If Sean “Diddy” Combs is convicted of sex trafficking by force, he will go to prison for a minimum of 15 years and he could receive a life sentence. The criminal code regarding trafficking in the United States is comprehensive and carries significant punishments thanks to an almost entire rewrite of the statutes that became law in 2000.
Rep. Chris Smith, R-N.J., authored the Trafficking Victims Protection Act and said it’s the most comprehensive he’s ever written.
“The criminal code was almost nonexistent,” Smith told Straight Arrow News. “There were almost no prosecutions. The fines or jail time were not commensurate with the heinous act of human trafficking, sex or labor trafficking.”
Smith said when he started looking into trafficking law, multiple U.S. Attorneys told him they had no cases because there was nothing compelling within the current statutes they could use to target someone.
“There has to be a penalty phase, but not for the women. We hold them harmless,” Smith said. “And that was one of the sea changes that we put into the law, that no woman could be prosecuted as a victim.”

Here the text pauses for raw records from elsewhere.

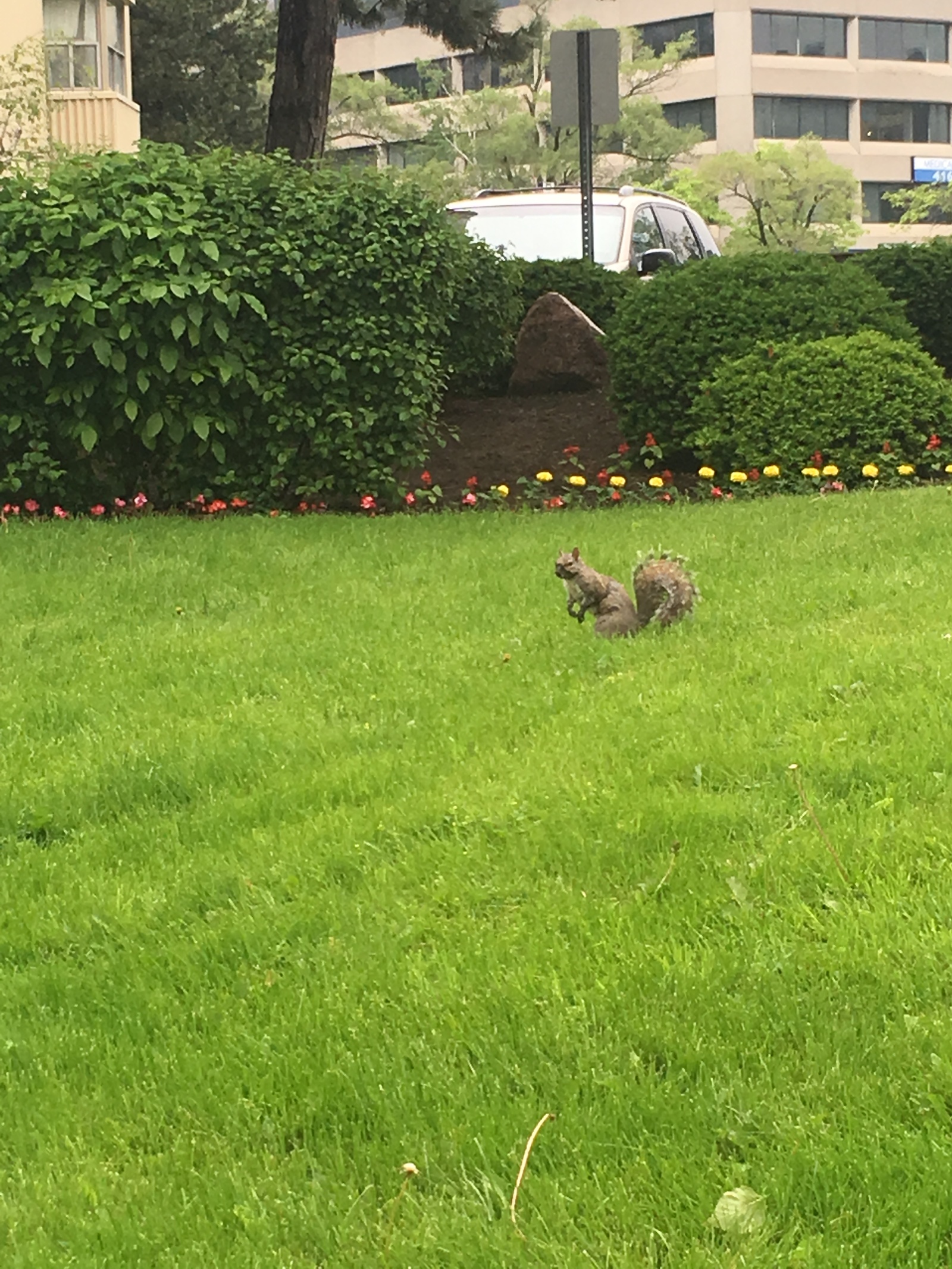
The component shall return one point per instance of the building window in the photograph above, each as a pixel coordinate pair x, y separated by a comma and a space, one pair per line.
693, 115
879, 211
904, 121
658, 35
825, 117
71, 31
903, 41
424, 80
86, 42
800, 35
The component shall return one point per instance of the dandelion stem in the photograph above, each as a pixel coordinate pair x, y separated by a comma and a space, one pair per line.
805, 800
530, 1143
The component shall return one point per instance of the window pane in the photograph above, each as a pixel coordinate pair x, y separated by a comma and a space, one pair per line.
71, 20
59, 65
678, 234
116, 27
784, 33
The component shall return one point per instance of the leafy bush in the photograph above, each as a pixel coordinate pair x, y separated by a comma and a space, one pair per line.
671, 333
588, 286
226, 322
919, 275
843, 396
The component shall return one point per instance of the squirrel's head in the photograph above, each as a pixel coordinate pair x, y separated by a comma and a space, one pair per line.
569, 564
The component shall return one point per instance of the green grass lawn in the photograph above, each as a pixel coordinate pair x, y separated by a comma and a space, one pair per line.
330, 844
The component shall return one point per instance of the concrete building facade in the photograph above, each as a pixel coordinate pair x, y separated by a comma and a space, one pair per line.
871, 78
89, 70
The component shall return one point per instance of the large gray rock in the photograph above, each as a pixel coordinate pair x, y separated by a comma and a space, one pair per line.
559, 349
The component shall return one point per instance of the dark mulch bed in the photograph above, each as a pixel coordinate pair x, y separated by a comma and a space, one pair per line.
503, 438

Smith said he wrote in multiple provisions that were key to protecting victims. As an example, if the victim is younger than 18, then it only takes one single commercial sex act to qualify as a human trafficking case.
“The false assumption that many of us had was that it was more of an overseas thing,” Smith said. “With the break with the Soviet Union, the KGB went into selling women, drugs and women, as well as weapons. So there was this sense that trafficking was over there. It didn’t take long for all of us to realize…that it’s right here in our backyard.”
In addition to penalties for perpetrators, Smith’s bill created training programs for flight attendants, hotel employees and other travel industry workers who are in positions to identify trafficking victims and notify authorities.
Smith also wrote the law used to charge financier Jeffrey Epstein before his death. He has dedicated much of his career to human rights.
“What we saw with the breakup of the Soviet Union and East Bloc countries, that there was a huge increase in human trafficking,” Smith said. “The Internet enabled a lot of it too as that broke onto the scene. So this idea of buying and selling women coercively or minors, it was like nobody’s addressing this.”
Smith was first elected in 1980 and is serving his 22nd two-year term. He’s currently tied as the longest-serving active representative.